The following information was sent to me October 23, 1998, by
Department of Geography
University of Winnipeg
Winnipeg, Manitoba, Canada, R3B
I thought you might be interested in some additional info about the song K-K-K-Katy, undoubtedly the most famous stuttering song.
The Katie in the song was my grandmother, Katherine Gertrude Craig of Kingston, Ontario (whose married name was Katherine Richardson by the time the song was written); she was known as Kate. It was composed spontaneously at a party at Kate Richardson's house in Kingston in 1917. "Katie" was the best friend of Geoffrey O'Hara's sister, Kathleen, who married Katie's brother (thus making her Geoffrey O'Hara's sister's sister-in-law). The finished version of the song was first played at a garden party fund-raiser for the Red Cross at a cottage in Collins Bay on Lake Ontario just west of Kingston. I have a 1918 edition of the sheet music on which is printed above the title "Lovingly dedicated to K-K-K-Katy Richardson who inspired this song.". There is no recollection in the family as to how the stuttering motif came to be- certainly Katie Richardson didn't stutter but perhaps someone known to the group around the piano did, or more likely it was simply a device to make the words scan to the music.

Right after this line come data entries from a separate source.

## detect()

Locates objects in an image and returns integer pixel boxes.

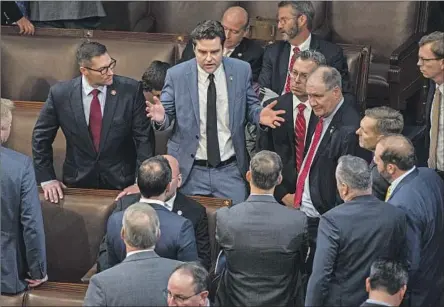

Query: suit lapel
[69,76,96,153]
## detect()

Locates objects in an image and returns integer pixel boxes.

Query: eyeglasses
[85,59,117,75]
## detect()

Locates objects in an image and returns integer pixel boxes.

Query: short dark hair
[142,61,171,92]
[76,42,108,66]
[250,150,282,190]
[137,156,171,198]
[369,260,409,295]
[173,261,210,294]
[190,20,225,46]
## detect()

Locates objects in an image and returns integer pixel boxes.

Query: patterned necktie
[294,103,307,172]
[428,86,442,169]
[285,47,301,93]
[89,89,102,152]
[294,117,324,208]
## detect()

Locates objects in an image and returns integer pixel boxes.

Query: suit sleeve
[305,216,339,306]
[177,219,199,262]
[20,159,46,279]
[32,88,60,183]
[83,276,107,307]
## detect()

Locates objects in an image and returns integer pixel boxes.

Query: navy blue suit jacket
[106,203,198,266]
[388,167,444,307]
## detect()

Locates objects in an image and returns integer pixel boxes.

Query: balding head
[221,6,249,49]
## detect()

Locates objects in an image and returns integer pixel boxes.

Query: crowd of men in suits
[1,1,444,306]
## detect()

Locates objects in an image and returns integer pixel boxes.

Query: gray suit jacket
[159,57,262,182]
[83,251,181,306]
[0,147,46,294]
[216,195,308,306]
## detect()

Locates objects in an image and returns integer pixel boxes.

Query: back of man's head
[137,156,171,198]
[122,202,160,250]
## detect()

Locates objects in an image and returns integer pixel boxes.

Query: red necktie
[285,47,301,93]
[294,103,307,172]
[89,89,102,152]
[294,117,324,208]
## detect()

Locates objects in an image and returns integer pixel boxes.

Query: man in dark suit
[83,203,181,306]
[418,31,444,180]
[375,135,444,307]
[361,260,409,307]
[305,155,407,307]
[257,50,326,207]
[356,106,404,200]
[106,156,198,266]
[180,6,264,82]
[216,150,308,306]
[32,42,154,202]
[0,98,48,294]
[258,1,353,98]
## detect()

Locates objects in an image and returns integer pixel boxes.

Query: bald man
[180,6,264,82]
[98,155,211,269]
[374,135,444,307]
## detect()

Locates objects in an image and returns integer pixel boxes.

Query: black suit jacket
[258,34,352,94]
[32,76,155,190]
[305,195,407,306]
[180,38,264,82]
[114,192,211,269]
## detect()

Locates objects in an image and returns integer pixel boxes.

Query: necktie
[285,47,301,93]
[89,89,102,152]
[428,86,442,169]
[207,74,220,167]
[294,117,324,208]
[294,103,307,172]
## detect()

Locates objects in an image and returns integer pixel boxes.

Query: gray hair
[171,262,210,293]
[295,50,327,66]
[250,150,282,190]
[122,202,160,249]
[278,1,315,31]
[336,155,372,191]
[365,106,404,135]
[419,31,444,59]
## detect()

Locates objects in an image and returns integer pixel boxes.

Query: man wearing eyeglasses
[32,42,154,203]
[418,31,444,180]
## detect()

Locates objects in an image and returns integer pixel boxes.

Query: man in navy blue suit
[106,156,198,266]
[374,135,444,307]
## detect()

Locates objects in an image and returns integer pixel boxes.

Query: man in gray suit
[216,150,308,306]
[147,20,285,204]
[0,99,48,294]
[84,202,181,306]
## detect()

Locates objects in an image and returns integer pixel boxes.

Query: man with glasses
[164,262,210,307]
[32,42,154,203]
[418,31,444,180]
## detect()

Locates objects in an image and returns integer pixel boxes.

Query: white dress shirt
[301,98,344,217]
[196,64,235,161]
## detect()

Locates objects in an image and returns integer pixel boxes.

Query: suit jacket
[305,195,407,306]
[179,37,264,82]
[388,167,444,306]
[258,34,352,93]
[216,195,308,306]
[83,251,181,306]
[158,57,262,182]
[32,76,154,190]
[0,147,46,294]
[106,203,198,266]
[114,191,211,269]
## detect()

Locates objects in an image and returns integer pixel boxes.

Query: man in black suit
[257,50,326,207]
[305,155,407,307]
[356,106,404,200]
[180,6,264,82]
[32,42,154,202]
[258,1,353,97]
[418,31,444,180]
[361,260,409,307]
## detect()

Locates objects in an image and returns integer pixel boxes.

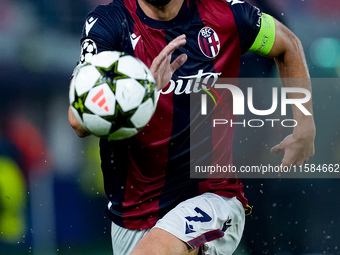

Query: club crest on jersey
[198,27,221,58]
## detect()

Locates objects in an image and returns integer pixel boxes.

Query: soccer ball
[69,51,158,140]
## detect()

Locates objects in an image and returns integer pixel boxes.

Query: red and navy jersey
[81,0,261,229]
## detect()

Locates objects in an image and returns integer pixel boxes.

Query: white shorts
[112,193,245,255]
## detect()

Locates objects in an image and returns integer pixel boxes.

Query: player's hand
[270,127,315,166]
[150,35,188,90]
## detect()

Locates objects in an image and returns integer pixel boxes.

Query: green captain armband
[249,13,275,56]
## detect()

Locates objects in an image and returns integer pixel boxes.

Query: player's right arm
[68,106,90,138]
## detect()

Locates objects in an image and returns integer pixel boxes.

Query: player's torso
[87,0,252,227]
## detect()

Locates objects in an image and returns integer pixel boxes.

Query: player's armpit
[68,107,90,137]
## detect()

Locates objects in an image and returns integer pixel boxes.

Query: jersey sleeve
[228,0,262,54]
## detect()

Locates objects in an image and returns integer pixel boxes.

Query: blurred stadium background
[0,0,340,255]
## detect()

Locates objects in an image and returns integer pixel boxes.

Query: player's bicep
[249,13,277,56]
[267,19,301,58]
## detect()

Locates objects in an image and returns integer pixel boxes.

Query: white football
[69,51,158,140]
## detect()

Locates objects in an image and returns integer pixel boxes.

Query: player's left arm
[267,19,316,166]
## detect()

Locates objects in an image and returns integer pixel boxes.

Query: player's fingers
[171,54,188,73]
[270,143,284,154]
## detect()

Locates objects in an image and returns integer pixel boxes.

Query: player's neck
[138,0,184,21]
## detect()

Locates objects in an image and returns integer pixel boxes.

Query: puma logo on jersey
[85,17,98,36]
[226,0,244,5]
[130,33,140,50]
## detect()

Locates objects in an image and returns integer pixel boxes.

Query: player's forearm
[272,20,315,137]
[68,107,89,137]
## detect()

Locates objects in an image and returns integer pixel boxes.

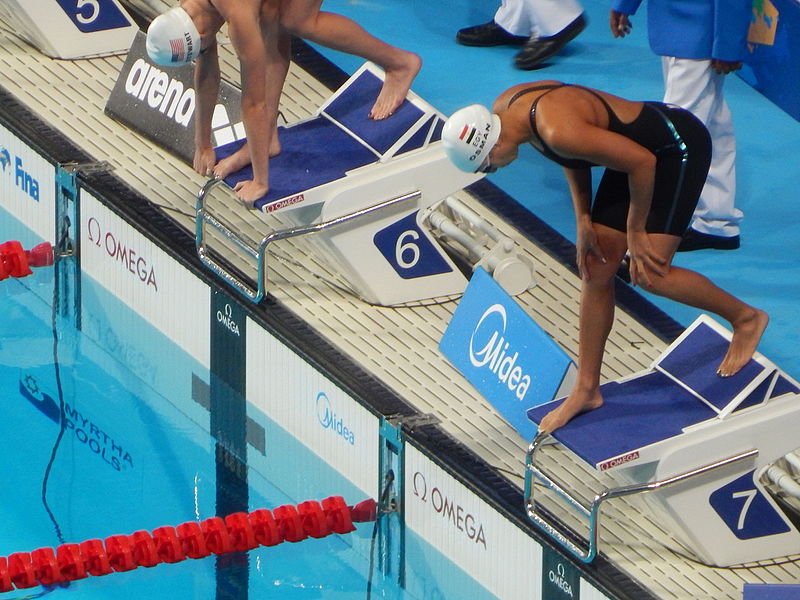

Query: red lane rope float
[0,240,53,281]
[0,496,377,592]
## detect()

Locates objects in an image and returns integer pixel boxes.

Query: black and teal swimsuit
[508,83,711,236]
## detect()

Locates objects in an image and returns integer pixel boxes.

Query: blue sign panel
[57,0,131,33]
[373,211,453,279]
[439,268,572,439]
[708,471,790,540]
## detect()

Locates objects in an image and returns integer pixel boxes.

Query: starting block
[525,315,800,566]
[196,63,532,306]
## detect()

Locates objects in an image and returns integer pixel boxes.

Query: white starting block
[525,315,800,566]
[196,63,532,306]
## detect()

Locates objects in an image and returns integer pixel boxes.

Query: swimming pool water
[0,243,492,600]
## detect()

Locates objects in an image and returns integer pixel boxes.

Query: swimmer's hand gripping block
[525,315,800,566]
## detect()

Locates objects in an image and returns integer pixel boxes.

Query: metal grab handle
[195,178,422,304]
[525,433,758,563]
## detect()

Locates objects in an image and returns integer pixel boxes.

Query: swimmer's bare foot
[539,388,603,433]
[214,144,250,179]
[214,135,281,179]
[369,50,422,121]
[717,308,769,377]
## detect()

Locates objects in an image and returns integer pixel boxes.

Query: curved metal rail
[195,178,422,304]
[525,433,758,563]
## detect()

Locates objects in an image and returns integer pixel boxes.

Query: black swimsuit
[508,83,711,236]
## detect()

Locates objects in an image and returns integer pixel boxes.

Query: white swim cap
[442,104,500,173]
[145,6,200,67]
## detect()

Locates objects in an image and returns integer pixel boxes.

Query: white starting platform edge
[196,63,532,306]
[525,315,800,566]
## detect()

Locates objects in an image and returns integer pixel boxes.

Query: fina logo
[217,304,239,336]
[547,563,574,598]
[317,392,356,446]
[469,304,531,400]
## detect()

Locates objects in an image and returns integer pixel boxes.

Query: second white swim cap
[145,6,200,67]
[442,104,500,173]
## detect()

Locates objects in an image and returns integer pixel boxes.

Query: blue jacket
[612,0,753,62]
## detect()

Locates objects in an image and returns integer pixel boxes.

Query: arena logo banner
[439,268,575,439]
[542,546,581,600]
[105,32,245,163]
[0,0,139,59]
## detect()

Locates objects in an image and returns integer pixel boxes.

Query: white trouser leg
[494,0,583,37]
[661,56,744,237]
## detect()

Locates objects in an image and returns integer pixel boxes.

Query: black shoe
[514,13,587,71]
[456,21,528,46]
[678,227,739,252]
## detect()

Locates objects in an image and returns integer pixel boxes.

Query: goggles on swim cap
[442,104,500,173]
[145,6,200,67]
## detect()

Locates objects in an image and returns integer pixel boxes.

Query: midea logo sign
[217,304,240,336]
[469,304,531,400]
[317,392,356,446]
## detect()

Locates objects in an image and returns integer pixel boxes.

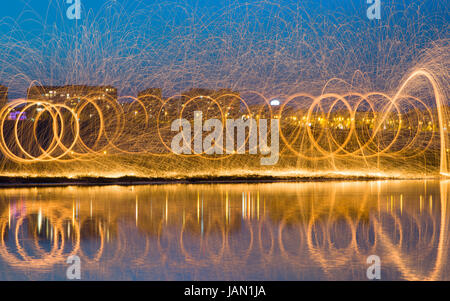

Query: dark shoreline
[0,176,433,188]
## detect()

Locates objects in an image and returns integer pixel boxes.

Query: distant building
[27,85,117,107]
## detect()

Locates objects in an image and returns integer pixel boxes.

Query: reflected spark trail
[0,0,450,179]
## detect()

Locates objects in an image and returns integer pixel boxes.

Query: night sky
[0,0,450,98]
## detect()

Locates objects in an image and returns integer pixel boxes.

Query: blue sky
[0,0,450,95]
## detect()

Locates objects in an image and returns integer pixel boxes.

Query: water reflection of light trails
[0,181,449,280]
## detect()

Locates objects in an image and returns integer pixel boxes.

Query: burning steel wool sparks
[0,1,450,178]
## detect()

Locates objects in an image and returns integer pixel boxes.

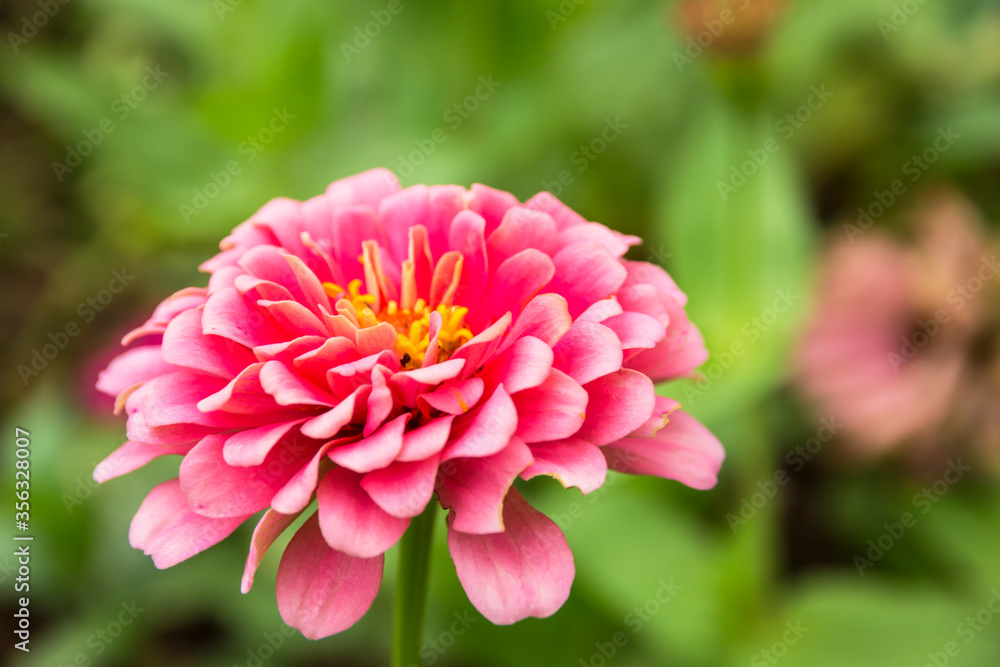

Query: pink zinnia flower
[797,193,1000,458]
[95,170,724,638]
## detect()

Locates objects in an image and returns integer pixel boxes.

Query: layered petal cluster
[95,170,724,638]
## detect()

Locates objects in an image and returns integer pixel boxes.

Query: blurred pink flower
[95,170,724,638]
[797,194,1000,464]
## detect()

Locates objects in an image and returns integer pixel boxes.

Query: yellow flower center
[323,279,472,369]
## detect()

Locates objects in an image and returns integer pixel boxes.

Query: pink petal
[552,321,622,384]
[257,299,328,336]
[363,366,393,438]
[442,386,518,461]
[162,308,256,380]
[436,438,533,535]
[456,313,511,377]
[448,489,576,625]
[468,248,556,327]
[302,387,371,440]
[601,311,667,350]
[479,336,553,394]
[271,438,344,514]
[389,355,469,407]
[576,369,656,445]
[140,370,243,428]
[525,192,587,230]
[94,440,195,484]
[603,410,726,490]
[128,479,250,570]
[329,412,412,472]
[198,363,278,415]
[276,514,383,639]
[222,419,305,467]
[521,438,608,493]
[576,296,624,322]
[240,510,299,594]
[417,377,485,415]
[468,183,520,236]
[316,468,410,558]
[504,294,573,347]
[260,361,336,407]
[292,336,361,384]
[448,211,487,311]
[548,243,627,317]
[487,206,557,265]
[361,455,439,518]
[512,368,584,442]
[396,415,455,462]
[180,435,315,518]
[201,288,287,347]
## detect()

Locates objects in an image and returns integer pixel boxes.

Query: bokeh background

Katie Craig-Richardson died in 1922, leaving two very young daughters- Kathleen E. Rannie (my mother named after O'Hara's sister and living in Beamsville, Ontario) and Katharine Jean Richardson (my aunt still living in Kingston). Geoffrey O'Hara was originally from Chatham, Ontario, taught music at Columbia University and the University of South Dakota, and died in Florida on January 31, 1967, at age 84. During his career, he composed a great many songs, mostly hymns and other sacred music, but none so far as I know have lasted like K-K-K-Katy.